I was funny hearing people talking about lightning strikes near Niagara asa possible cause... There was not a cloud in the area at that time.
-Dubya
It may have stopped short of Rhode Island, but apprently it may have actually started in my home town. Check this.
--Kevin
Most universities have couses on power systems. As a mechanical engineering student, I took several courses on nuclear power plant design and operation. These classes included several tours to working power plants and training sites. This information is not really hard to get.

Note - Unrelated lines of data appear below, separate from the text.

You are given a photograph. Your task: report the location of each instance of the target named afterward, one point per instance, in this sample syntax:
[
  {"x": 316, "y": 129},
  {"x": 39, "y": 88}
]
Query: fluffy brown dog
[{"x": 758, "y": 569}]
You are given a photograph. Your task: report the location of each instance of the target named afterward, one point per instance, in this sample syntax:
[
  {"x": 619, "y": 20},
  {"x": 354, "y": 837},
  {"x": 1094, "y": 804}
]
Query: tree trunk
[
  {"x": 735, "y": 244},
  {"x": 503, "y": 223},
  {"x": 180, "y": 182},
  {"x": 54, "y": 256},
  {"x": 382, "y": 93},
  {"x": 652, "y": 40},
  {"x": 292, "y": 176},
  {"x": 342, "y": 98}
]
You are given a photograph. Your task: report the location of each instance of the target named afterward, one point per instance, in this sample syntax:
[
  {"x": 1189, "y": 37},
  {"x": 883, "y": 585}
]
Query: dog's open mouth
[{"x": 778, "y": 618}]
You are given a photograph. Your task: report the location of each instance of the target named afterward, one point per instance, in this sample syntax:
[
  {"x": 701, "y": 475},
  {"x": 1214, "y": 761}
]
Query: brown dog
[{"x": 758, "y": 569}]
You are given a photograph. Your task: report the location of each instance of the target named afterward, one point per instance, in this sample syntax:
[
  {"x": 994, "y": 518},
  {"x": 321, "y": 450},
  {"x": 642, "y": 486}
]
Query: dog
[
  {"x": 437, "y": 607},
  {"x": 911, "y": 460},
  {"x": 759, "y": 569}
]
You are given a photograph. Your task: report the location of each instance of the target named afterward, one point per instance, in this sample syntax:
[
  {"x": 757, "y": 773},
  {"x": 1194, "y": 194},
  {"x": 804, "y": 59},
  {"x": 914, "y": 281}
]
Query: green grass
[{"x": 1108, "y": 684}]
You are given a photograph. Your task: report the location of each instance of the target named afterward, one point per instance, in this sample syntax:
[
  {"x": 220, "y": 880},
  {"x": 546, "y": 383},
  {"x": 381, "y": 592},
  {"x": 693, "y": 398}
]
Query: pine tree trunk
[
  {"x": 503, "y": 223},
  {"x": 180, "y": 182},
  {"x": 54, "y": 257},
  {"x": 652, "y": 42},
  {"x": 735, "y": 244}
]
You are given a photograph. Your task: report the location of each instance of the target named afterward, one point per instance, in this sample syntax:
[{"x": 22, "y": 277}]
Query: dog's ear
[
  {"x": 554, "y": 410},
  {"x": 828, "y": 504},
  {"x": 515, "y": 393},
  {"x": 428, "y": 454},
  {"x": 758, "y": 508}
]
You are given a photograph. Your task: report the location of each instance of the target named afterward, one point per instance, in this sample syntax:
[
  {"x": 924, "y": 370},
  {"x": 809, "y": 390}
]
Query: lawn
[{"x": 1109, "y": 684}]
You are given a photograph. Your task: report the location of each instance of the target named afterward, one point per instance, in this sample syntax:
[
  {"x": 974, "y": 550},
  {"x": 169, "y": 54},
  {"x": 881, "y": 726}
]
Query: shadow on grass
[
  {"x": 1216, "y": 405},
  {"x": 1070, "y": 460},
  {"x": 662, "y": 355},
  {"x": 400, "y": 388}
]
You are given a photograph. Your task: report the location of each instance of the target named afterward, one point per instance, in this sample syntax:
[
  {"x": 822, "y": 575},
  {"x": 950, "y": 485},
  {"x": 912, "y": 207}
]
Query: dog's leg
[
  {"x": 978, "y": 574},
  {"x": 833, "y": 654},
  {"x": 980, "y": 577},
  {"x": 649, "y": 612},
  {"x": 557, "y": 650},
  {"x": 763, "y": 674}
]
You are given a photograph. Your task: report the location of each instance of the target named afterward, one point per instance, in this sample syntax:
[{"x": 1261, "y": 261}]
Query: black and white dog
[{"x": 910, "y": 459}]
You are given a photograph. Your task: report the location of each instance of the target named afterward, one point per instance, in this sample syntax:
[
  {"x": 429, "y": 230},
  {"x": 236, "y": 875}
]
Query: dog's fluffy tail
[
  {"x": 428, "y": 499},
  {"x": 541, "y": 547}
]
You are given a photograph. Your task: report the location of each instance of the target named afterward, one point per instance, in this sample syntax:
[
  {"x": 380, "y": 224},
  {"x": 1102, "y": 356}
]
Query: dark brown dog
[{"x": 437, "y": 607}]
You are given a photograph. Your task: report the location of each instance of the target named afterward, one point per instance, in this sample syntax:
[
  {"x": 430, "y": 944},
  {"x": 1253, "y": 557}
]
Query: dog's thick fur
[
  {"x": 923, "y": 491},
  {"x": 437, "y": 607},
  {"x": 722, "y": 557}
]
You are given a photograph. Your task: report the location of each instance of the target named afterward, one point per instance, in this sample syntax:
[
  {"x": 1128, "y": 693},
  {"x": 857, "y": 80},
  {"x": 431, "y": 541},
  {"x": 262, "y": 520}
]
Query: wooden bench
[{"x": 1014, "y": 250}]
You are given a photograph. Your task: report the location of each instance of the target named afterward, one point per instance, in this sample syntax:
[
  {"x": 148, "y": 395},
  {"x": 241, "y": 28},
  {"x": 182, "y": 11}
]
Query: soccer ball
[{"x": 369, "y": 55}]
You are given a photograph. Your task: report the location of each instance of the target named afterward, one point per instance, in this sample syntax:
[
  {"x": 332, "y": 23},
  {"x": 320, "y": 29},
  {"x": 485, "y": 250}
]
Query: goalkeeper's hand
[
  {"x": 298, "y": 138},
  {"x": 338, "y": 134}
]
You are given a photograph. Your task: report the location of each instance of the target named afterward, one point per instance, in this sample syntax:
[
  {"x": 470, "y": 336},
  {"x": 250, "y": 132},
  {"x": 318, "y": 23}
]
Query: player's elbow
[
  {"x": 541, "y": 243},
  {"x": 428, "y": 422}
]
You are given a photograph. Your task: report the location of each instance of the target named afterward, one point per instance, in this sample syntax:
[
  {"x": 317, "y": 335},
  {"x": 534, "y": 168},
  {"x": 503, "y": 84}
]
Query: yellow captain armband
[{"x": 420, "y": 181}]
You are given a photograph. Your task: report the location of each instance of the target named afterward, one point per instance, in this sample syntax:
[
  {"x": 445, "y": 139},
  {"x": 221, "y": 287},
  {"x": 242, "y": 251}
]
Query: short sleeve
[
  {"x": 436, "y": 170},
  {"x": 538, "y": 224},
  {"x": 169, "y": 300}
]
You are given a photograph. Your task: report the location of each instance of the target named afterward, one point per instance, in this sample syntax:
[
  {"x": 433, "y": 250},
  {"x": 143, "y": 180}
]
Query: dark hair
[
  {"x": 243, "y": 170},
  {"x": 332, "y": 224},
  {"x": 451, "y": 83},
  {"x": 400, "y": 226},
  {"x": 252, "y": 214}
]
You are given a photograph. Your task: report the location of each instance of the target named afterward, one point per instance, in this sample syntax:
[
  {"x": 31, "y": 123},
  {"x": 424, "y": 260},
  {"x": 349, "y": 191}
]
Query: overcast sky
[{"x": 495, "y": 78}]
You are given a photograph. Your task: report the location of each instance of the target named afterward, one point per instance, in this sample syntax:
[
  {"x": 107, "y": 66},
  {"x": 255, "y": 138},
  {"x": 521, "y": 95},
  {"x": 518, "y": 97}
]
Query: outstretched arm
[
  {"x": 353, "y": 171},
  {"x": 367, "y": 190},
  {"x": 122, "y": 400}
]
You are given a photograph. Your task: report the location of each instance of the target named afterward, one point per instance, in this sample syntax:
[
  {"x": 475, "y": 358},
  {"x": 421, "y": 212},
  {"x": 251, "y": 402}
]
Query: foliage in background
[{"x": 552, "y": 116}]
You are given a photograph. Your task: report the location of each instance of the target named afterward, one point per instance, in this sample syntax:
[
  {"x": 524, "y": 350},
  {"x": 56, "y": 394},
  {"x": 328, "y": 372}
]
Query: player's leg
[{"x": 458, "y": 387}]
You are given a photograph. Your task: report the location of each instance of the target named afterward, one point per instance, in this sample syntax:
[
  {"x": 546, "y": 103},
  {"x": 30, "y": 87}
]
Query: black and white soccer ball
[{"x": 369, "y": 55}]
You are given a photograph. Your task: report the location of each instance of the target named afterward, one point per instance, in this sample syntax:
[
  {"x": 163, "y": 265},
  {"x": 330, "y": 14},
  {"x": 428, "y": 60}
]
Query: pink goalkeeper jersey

I can't speak on power plants in general, but I can comment a bit on nuclear plants. Most plants running in the US are quite old, thanks to public perception preventing any new plants from being built. So, most of them run pretty old systems. Most I've seen run on unix variants, mostly HP-UX and AIX. The software used is really just a backup, the plants can operate pretty much without the computer systems. The hardware is pretty much big old mainframes and mini-mainframe type stuff. IBM, Sun, HP, etc.
The primary function of the computer systems it to simplify some operations and to more easily report on conditions. For example you can view the power output of both reactors on one screen at the control center rather than having to walk over to the analog dials to check it out. They also monitor safety systems and can report on the state of different valves and things in the plant, rather than requiring you to go look at all the lights for individual valves.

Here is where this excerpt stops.